Quando a pobreza não está no pobre

Valda era vista por todos da sua rua como uma mulher de pouca sorte. Não sabia ler, tinha uma vida medíocre. Desconsiderada por todos que a conheciam, rejeitada pelos seus irmãos e irmãs que se sentiam superiores por terem uma casa melhor, uns pedacinhos de terra ou algumas cabeças de gado. Era casada com um homem bem mais velho. Um homem castigado pelo tempo, não tinha forças sequer para andar, era bem adoentado. Os dois tinham três filhos. Nicolau de 26 anos, alcoólatra, anestesiado, nem se preocupava mais se era dia ou noite. Não ajudava nem atrapalhava. Encostada a Nicolau tinha Vanda, moça de 20 anos, muito tímida, mal falava com as pessoas, e quando falava, não tinha coragem de olhar nos olhos das pessoas. Uns achavam que ela era antipática, mal educada, outros, porém, a achavam sem graça. Trabalhava em casa de família para poder ajudar a sua.

Moça muito bonita, mas não era percebida, tinha a fama de ingênua, matuta, de vez em quando arrancava alguns sorrisos de suas primas quando passava, pois a achavam desleixada ou muito engraçada por suas vestes surradas e jeito estranho de andar.

As suas primas moravam numa rua depois da sua, mas elas não gostavam de sua presença, nem faziam questão, só quando precisavam de sua ajuda para arrumar a casa. Lívia era a caçula de 12 anos, tinha cabelos grandes, embaraçados, dava muito trabalho para pentear, não se preocupava com essas coisas. Só tomava banho e lavava os cabelos quando sua mãe insistia, brigava muito, muitas crianças não se aproximavam dela, era um bichinho estranho da rua, tinha a missão de ajudar a mãe na lavagem de roupas para se sustentarem.

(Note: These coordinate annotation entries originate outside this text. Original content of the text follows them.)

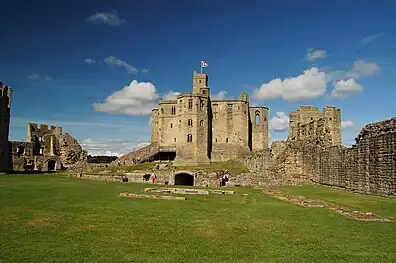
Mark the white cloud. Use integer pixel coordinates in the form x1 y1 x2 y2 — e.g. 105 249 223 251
27 72 53 81
210 90 228 100
329 60 381 81
79 139 149 157
341 121 356 129
84 58 96 65
331 79 363 98
93 80 159 115
252 67 327 101
349 60 380 78
360 33 385 44
162 90 181 100
269 111 290 132
306 48 327 61
87 12 126 26
104 56 138 74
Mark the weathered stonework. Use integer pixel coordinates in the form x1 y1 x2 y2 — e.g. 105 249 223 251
0 82 12 172
9 123 87 171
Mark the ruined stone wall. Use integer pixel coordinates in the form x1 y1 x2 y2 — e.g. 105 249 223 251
288 105 342 146
249 107 268 150
301 118 396 195
211 100 249 159
27 123 62 156
0 82 12 172
151 109 160 143
158 100 179 147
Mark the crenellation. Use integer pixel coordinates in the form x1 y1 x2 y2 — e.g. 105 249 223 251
121 72 268 164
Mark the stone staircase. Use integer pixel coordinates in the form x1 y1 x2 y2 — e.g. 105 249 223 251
120 143 160 165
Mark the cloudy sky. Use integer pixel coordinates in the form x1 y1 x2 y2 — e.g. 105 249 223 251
0 0 396 157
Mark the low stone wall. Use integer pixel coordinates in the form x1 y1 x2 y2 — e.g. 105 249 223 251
300 118 396 195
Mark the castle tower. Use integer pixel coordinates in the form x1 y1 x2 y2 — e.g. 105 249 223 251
0 82 12 172
174 72 211 165
193 72 210 96
249 107 269 150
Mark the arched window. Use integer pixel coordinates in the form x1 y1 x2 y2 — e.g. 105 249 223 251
254 111 260 124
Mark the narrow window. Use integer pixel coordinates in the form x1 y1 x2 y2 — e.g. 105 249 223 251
227 104 232 112
188 99 192 110
187 134 192 142
255 112 260 124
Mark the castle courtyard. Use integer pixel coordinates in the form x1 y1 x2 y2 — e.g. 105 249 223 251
0 175 396 263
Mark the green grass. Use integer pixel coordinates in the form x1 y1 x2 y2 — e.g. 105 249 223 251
280 185 396 218
0 175 396 263
94 161 249 175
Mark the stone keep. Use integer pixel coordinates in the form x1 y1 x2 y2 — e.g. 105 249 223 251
151 72 268 165
0 82 12 172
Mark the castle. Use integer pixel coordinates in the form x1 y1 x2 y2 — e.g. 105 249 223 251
0 82 86 172
121 72 341 165
0 82 12 172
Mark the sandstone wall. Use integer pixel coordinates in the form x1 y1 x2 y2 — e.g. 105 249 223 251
158 100 180 147
300 118 396 195
212 100 249 148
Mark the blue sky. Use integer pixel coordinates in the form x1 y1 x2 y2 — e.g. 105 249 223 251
0 0 396 154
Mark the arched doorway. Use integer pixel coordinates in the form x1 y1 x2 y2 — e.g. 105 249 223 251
175 173 194 186
48 160 56 171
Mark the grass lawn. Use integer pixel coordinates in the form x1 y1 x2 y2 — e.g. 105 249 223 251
94 161 249 175
0 175 396 263
280 185 396 218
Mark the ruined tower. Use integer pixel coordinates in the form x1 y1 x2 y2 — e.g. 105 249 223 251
0 82 12 172
174 72 211 165
249 107 269 150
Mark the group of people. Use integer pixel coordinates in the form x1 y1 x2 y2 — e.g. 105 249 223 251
216 173 229 187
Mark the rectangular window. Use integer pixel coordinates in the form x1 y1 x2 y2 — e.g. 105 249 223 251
227 104 232 112
188 99 192 110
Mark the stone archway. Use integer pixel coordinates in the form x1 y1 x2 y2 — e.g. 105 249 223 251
174 172 194 186
48 160 56 171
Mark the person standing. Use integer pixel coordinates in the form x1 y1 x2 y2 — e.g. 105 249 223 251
151 173 157 184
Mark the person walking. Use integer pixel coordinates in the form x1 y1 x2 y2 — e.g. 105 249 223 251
151 173 157 184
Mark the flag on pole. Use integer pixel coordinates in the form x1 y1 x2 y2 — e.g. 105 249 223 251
201 61 208 68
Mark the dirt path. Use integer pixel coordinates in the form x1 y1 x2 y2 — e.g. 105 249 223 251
262 189 396 222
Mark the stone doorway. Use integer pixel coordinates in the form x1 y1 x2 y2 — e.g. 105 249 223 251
175 173 194 186
48 160 56 171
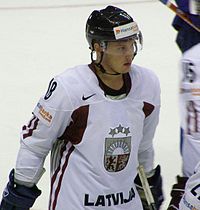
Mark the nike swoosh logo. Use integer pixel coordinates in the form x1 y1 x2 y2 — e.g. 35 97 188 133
82 93 96 101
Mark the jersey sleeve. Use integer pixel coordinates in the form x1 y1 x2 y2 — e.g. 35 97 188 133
15 76 72 186
179 162 200 210
138 73 160 172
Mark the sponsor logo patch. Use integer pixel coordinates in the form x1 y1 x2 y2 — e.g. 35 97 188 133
104 125 131 172
37 103 53 123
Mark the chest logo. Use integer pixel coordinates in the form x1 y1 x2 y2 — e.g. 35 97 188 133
82 93 96 101
104 125 131 172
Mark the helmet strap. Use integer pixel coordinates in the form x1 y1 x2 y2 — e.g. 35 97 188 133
90 50 121 76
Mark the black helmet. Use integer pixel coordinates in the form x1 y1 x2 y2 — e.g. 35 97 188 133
86 6 142 49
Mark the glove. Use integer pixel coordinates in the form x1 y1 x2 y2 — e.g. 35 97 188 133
167 176 188 210
134 165 164 210
0 169 41 210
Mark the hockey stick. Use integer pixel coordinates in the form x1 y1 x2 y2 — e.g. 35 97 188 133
138 165 156 210
160 0 200 32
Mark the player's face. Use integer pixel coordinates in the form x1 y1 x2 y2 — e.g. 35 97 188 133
102 40 135 73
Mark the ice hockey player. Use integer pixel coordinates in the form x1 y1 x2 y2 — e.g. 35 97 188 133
0 6 163 210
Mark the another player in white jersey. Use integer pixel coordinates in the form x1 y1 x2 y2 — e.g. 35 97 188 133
168 0 200 210
0 6 163 210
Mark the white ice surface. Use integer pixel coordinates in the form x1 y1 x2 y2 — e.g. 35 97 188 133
0 0 181 210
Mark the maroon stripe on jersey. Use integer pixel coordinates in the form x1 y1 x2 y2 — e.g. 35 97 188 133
49 142 67 210
143 102 154 117
22 116 39 139
59 105 89 144
52 146 75 210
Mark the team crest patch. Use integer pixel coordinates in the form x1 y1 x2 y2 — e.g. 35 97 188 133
104 125 131 172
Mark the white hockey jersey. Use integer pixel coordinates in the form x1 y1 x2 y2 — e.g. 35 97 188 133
180 43 200 177
179 162 200 210
15 65 160 210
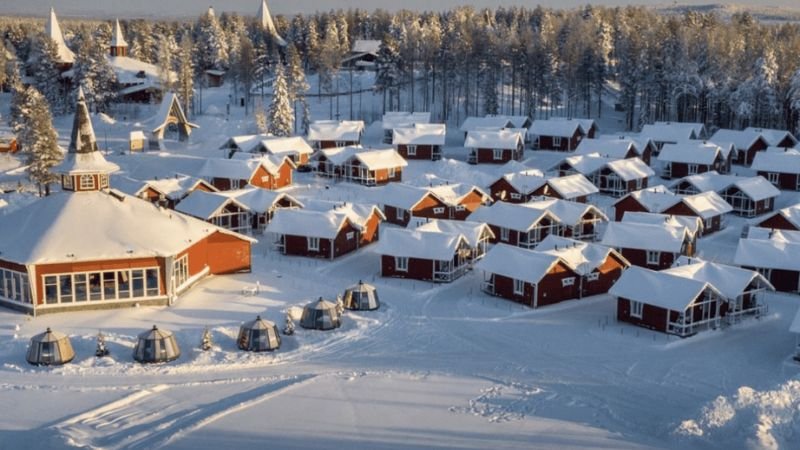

Todos os dias era a mesma coisa: Nicolau saía pelas ruas cedinho para tomar cachaça, e nas rodas dos bêbados a sua presença era garantida; Vanda pegava no batente assim que o sol raiava, Lívia ia para escola; seu Norberto colocava a cadeira na calçada para receber o sol da manhã e pensar na vida. Valda vai lavar as roupas de suas clientes, metade delas, eram vizinhas que pagavam tão pouco que mal dava para uma refeição, mas Valda não reclamava, fazia tudo o que podia para garantir no final do dia mais um pouco de alimento para a noite e o próximo dia. Dos poucos reais que ganhava das trouxas de roupa, geralmente, comprava pães, 2 pacotes de fubá, meia dúzia de ovos, 1 quilo de açúcar. A janta estava garantida. O café da manhã era composto pelo que sobrava da noite anterior. Outro dia comprava feijão, arroz, alguns legumes.

Assim eram os dias daquela família que pensava estar tudo bem o tempo todo. Não se lamentavam. Acostumados com o olhar de rejeição de seus familiares que nunca os visitaram, achavam natural não se misturar, acreditavam que a vida era assim mesmo. Deus permitia tudo isso, nesse caso, não tinham o que fazer, nem razão para reclamar. Dia e noite programados na sua rotina. Nicolau, chegava muito tarde, às vezes passava da meia noite, nem jantava mais, nem tinha forças para comer, dormia sujo mesmo. Para ele, a vida somente passava, mas dela nada via, nada fazia, sequer existia.

Mais uma semana, mais um mês, mais um ano. Datas comemorativas para esta família não tinham lá seus grandes significados. Vanda via as datas através dos caprichos nas casas que trabalhava, e quando recebia um agrado da sua patroa, geralmente um pouco de comidas de festa, trazia cheia de alegria para casa garantindo que a janta ou o almoço do outro dia fosse mais caprichado.

Reuniam-se ao redor da mesa aos domingos e dia de festa sentindo a alegria de partilhar juntos a vida. A cadeira vazia esperava sem sucesso por Nicolau, mas sabiam que ali mesmo a paz e o sossego, apesar de tudo, era o seu bem mais precioso. Para quem olhava de fora, jamais compreendeu quem era de fato essa família. Os olhares lançavam efeito de invisibilidade, de vida sem sorte. Pouco ou nada sabiam o que realmente acontecia lá dentro.